York biology Professor Brock Fenton says male bats are so frisky on waking during hibernation that they are not at all choosy about the identity of their partners. He was quoted in the Nov. 16 The Ottawa Citizen about photos of bat behaviour taken with advanced thermal imaging technology in caves at Renfew, near Ottawa, during a research project which he led. “They wake up, and then start jumping everything in sight – females, and often other males,” he says. Research also revealed for the first time that the body temperature of the mitosis lucifugus bats sinks much lower than scientists had previously imagined to be possible (-7 or -8 C).

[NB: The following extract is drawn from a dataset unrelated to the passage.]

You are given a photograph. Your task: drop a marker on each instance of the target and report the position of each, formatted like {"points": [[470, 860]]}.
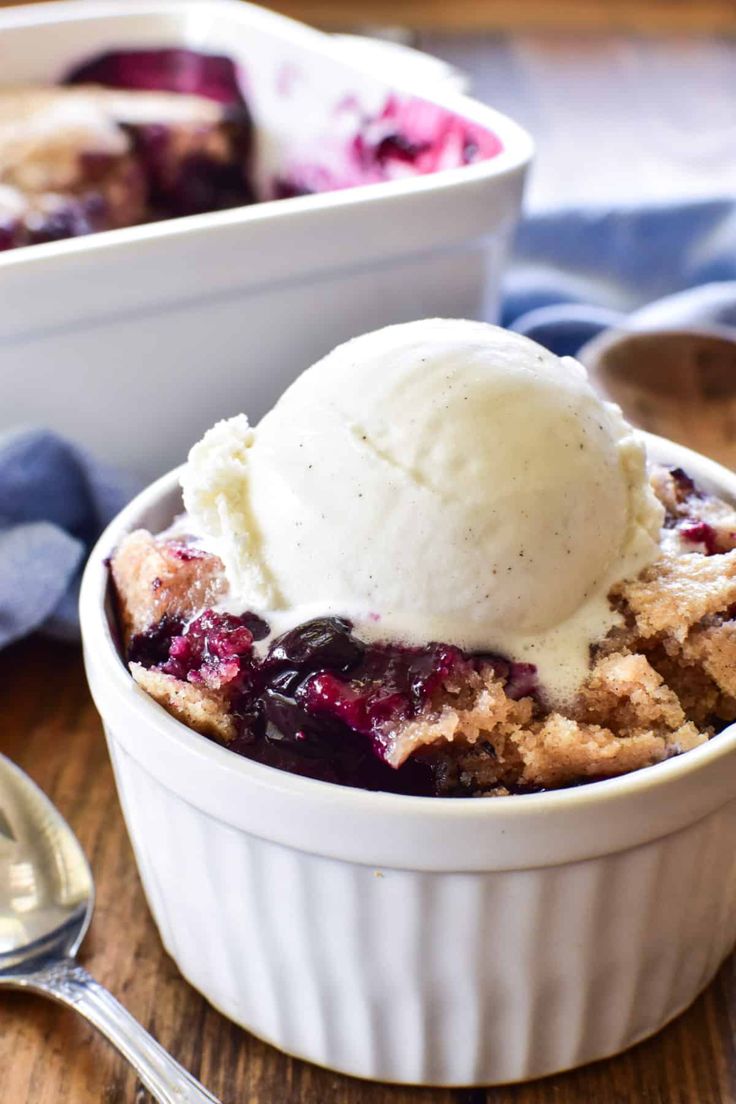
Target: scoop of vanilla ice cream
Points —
{"points": [[437, 480]]}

Opium for the British romantics

“For the British romantics – Keats, Byron, Coleridge, Shelley, de Quincy – it was opium. For Proust, Guy de Maupassant and William James it was anesthetics – ether and nitrous oxide.” So began an article in the Nov. 16 Toronto Star, about a new book by York English Professor Marcus Boon, Faculty of Arts. “All this social, literary and pharmaceutical history is considered in thoughtful but engaging style by Marcus Boon…in The Road of Excess: A History of Writers on Drugs. “It’s way cool man,” the article ended.

Music to their ears

“Exposing my grandchildren to what I know and love is my contribution to family history, I reckon. But I hadn’t heard of Kids’ Klassics until I happened to meet York University Professor Elaine Newton (Division of Humanities, Faculty of Arts),” says Sarah Jane Growe in a Nov. 16 Toronto Star column called “Grand People”. Growe quotes Newton: “There’s a difference when they can watch the music being played. We are the luckiest, luckiest city to have an orchestra that offers this experience to children.”